The decision



Upper Tribunal
(Immigration and Asylum Chamber) Appeal Number: OA/08744/2014

THE IMMIGRATION ACTS

Heard at Field House
Decision & Reasons Promulgated
On 4 February 2016
On 29 February 2016



Before


DEPUTY UPPER TRIBUNAL JUDGE HANBURY


Between


THE SECRETARY OF STATE FOR THE HOME DEPARTMENT

Appellant
and

Mrs Isatou Jarju
(ANONYMITY DIRECTION NOT MADE)
Respondent


Representation:

For the Appellant: Mr R Parkin, Solicitor, UK Law Associates
For the Respondent: Mr S Staunton, Home Office Presenting Officer


DECISION AND REASONS

Introduction

1. This is an appeal by Miss Jarju who is in a long-term relationship, it has been accepted, with the UK sponsor Mr Lamin Camara. Miss Jarju made an application for entry clearance, which was considered by the Entry Clearance Officer on 25 June 2014. The Entry Clearance Officer was not satisfied that the relationship was a genuine and subsisting one. Moreover, he was not satisfied that she had met all the requirements of the Immigration Rules including the financial and other requirements which had to be met. These included the English language requirements.

2. The appellant appealed that refusal and it came before Immigration Judge Hunter on 17 June 2015. There appears to have been some delay in the FTT reaching a decision, which was promulgated on 4 August 2015. Having found the appellant to have "narrowly missed" the requirements for entry clearance the Immigration Judge nevertheless allowed the appeal "on human rights grounds", finding that the decision was a disproportionate one for the ECO to reach having regard to his obligations under Article 8 of the European Convention on Human Rights (ECHR).

Discussion

3. It is clear that the appellant came close to meeting the requirements of the Immigration Rules but clearly did not meet the requirements for valid leave to enter the UK as the partner of Mr Camara, who is present and settled here. Whilst this tribunal is sympathetic to the predicament which faced the appellant, who has since acquired additional qualifications which would have assisted her application, the Immigration Judge should have asked whether this was a case which fell within the "exceptional" or "compelling" category. It is clear from the recent decisions of the Court of Appeal in Singh v Secretary of State for the Home Department [2015] EWCA Civ 74 or SS (Congo) [2016] 1 All ER 706 that there was likely to be only a small gap between the requirements of the Rules and the requirements of Article 8. The rules make comprehensive provision for family like in Appendix FM and it is clear that the appellant here did not meet the requirements of that Appendix of the Immigration Rules in this case. The respondent is entitled to a wide margin of appreciation, particularly in entry clearance cases, but exceptionally cases may be found where the circumstances are compelling. It is clear therefore that the Rules ought to have been the starting point for the Immigration Judge's consideration of the case and that the Immigration Judge should then have asked whether there was any proper basis for departing from the requirements of those Rules.

Conclusions

4. I am not satisfied that that there were compelling or exceptional circumstances where which justified the Immigration Judge treating the decision to refuse entry clearance as disproportionate. The Secretary of State must apply the Rules fairly across a range of circumstances. With respect, it was not open to the Immigration Judge to speculate over the quality of the appellant's spoken English. The circumstances do not appear to have been exceptional. "Near miss" situations often arise but do not make the case exceptional. If the threshold were set so low a high proportion of applicants would succeed under Article 8 where they would fail under the Rules.

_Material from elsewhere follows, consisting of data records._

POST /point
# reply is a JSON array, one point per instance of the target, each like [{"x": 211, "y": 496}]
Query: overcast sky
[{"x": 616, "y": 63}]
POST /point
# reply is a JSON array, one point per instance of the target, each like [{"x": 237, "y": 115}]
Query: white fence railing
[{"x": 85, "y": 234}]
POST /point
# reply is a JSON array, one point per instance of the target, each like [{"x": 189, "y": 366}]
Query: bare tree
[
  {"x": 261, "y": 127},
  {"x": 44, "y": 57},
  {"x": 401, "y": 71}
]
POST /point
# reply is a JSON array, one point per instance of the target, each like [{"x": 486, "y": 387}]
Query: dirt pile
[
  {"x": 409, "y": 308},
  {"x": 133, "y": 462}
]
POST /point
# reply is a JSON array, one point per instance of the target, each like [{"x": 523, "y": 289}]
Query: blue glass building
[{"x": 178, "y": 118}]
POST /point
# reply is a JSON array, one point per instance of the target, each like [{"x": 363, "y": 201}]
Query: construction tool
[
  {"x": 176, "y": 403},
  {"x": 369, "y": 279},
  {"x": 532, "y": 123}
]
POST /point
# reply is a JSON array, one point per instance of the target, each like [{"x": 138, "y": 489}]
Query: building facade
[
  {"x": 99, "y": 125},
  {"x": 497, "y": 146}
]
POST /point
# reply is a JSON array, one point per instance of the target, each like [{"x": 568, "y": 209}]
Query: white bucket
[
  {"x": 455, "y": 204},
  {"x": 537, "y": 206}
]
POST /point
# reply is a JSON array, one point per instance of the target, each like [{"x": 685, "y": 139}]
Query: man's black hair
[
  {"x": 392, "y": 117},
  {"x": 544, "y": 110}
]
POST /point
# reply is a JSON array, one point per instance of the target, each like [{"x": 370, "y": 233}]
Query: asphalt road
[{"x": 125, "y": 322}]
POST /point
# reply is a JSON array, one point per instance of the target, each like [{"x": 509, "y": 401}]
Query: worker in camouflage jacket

5. The appellant does have the benefit of a finding that it is a genuine and subsisting relationship and may well be able to make a successful fresh application for entry clearance. However, as far as the requirements of the Immigration Rules at the date of the appellant's application were concerned, the ECO was right to find they were not met at the date of the decision.

6. Accordingly, I will allow the respondent's appeal against the decision of Immigration Judge Hunter and substitute the decision of this Tribunal which is to dismiss the appellant's appeal against the refusal of entry clearance.

Notice of Decision

The present appeal is allowed and the respondent's decision to entry clearance stands.

No anonymity direction was made by the FTT and I make no anonymity direction.


Signed Date


Deputy Upper Tribunal Judge Hanbury


TO THE RESPONDENT
FEE AWARD

I have dismissed the appeal and therefore there can be no fee award.